Maître ? Vous plaisantez ? Vous pouvez me cogner, comme l'ont fait tous les autres mais je ne vous appellerai pas maître. Je m'attendais à une toute autre attitude de la part d'un membre de l'Académie. Votre conduite la déshonore.
- Et vous, vous n'en avez pas eu l'honneur ! Ingres sourit en prononçant ce bon mot, pensant amuser la tablée. Il faut dire qu'il avait pesé de tout son poids pour empêcher l'élection de son rival à l'Institut.
- C'était une tristesse de ne pas avoir été élu en effet, mais le chagrin se serait approché du drame en voyant mon nom associé au vôtre parmi les immortels.

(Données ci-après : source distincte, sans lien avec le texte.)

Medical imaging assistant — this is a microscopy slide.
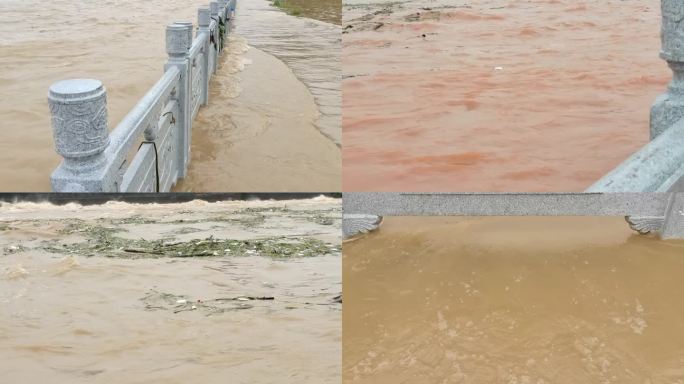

- Le dessin, le dessin, Monsieur, c'est l'honnêteté ! Le dessin, c'est l'honneur ! Il était à nouveau fier de cette préciosité.
Delacroix était touché, mais il ne coula pas pour autant. Le chemin du départ était celui de la fierté et c'est celui qu'il décida d'emprunter.
- Messieurs, permettez-moi de prendre congé. On me reproche ici de n'avoir ni honnêteté, ni honneur. J'ai au moins la décence de partir. Il me restera le panache.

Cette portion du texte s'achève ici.